Thursday, February 2, 2023

Heart Month 2023

For hearth month this year I’m going to try to take a little bit of a different approach. In the past I have done the heart month challenge on Instagram from Conquering CHD, but wanted something that would be different than doing those over again. So I found a different heart month challenge on IG (@cortney.given) with different prompts and decided I could do an IG post that was short and sweet and maybe expound on things here on the blog - therapeutic writing ;)

So the first prompt is a favorite memory from the hospital. 

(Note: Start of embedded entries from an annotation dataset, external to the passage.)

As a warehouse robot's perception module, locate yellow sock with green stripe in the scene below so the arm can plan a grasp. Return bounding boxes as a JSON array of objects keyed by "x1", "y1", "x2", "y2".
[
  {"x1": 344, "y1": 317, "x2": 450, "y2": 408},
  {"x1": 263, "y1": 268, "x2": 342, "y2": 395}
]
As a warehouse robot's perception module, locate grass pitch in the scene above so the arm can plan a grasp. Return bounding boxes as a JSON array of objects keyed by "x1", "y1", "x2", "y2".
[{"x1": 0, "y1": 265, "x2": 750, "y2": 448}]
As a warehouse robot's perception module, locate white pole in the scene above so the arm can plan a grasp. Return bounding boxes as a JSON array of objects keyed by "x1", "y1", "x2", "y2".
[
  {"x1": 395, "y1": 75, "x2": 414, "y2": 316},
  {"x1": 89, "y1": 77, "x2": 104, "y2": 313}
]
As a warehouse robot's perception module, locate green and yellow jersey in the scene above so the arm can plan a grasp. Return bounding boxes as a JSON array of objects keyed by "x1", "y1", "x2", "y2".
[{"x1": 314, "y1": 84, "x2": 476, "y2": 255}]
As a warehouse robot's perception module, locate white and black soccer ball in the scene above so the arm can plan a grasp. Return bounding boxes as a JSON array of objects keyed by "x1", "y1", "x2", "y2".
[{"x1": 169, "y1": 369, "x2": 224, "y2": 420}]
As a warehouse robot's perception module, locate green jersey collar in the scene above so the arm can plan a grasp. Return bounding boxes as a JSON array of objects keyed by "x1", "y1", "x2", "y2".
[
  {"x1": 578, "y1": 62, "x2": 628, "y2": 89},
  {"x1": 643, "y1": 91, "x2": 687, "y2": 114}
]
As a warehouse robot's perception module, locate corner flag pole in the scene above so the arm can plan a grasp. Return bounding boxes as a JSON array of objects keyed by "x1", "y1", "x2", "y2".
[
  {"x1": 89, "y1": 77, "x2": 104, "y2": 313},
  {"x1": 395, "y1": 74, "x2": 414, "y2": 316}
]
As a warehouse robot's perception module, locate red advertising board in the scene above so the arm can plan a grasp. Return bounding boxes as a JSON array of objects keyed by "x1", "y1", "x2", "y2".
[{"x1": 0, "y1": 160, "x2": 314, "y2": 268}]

One of the most anticipated moments from each surgery that Kyler has had now has been seeing him afterward, but more so the first chance to snuggle again. It has always been a few days wait post-op before I can have my Buddy back in my arms, and each time it is the best feeling. I think that a big part of that anticipation is due to the opposite side of that - dropping Kyler off with the anesthesiologist in the dreaded, horrible hallway that leads to the OR. That hallway and those double doors have probably heard the sobs and felt the tears of more parents and loved ones than anywhere else in the world. I can very distinctly remember those moments from each of his surgeries, and this recent one was no different. But I will save those memories in my head and heart for now and get back to the happy snuggle memories. 

Snuggling Kyler for the first time in the CICU after his Fontan (most recent surgery) was just as special as getting to hold him as a baby. This surgery came with a lot of anxiety and fears for me, and I think that just being able to have in safely back in my arms, knowing that he was making moves in a positive direction was what I really needed. It did not take him very long at all to fall asleep laying on me. Just getting up and moving to the chair and my lap next to the bed was a lot of work for a 4 year old that just had his chest opened and messed with days earlier. 

First snuggle after the Fontan
Once we moved out of the CICU we had a bit more room to move about and made it easier to snuggle. My favorite was the day that he got out of his bed and came over and laid with me on my bed (really awful pullout chair thing that they call a parent bed - they are horrible!). He snuggled right up next to me and just started giggling. That got us both laughing and we couldn’t stop. It was the best! We still encountered a few complications and hard days after that moment, but it was then that I really felt that he was doing better and things would be okay.

"I can't stop laughing!"

Being Silly

Daily nap time with my Buddy

🥰

I asked Kyler about some of his favorite moments from the hospital and he actually has a lot of positive memories. The one that always comes up first is all of the time spent in the playroom. We were lucky enough to go almost daily, even while attached to oxygen and two chest tubes. Jacob was great about chasing him around the room while attempting to not pull on the chest tubes or pull his face off with the oxygen cannula. It was comical to watch, and added a few stressful moments for our nurse as she would periodically have to yell at Kyler to slow down ;) Kyler loved playing with the train table, hot wheels racetrack, pretend doctor play, and air hockey. Jacob and I loved being out of the room and watching Kyler be able to just be a normal kid….even if he was attached to drains and tubes. 

Playroom!!

Dad trying to keep up.

Trains all day

Soccer! The ball was bigger than him.

More trains with Dad.

The hospital is definitely full of its share of hard moments and tough memories, but also some of my most special memories.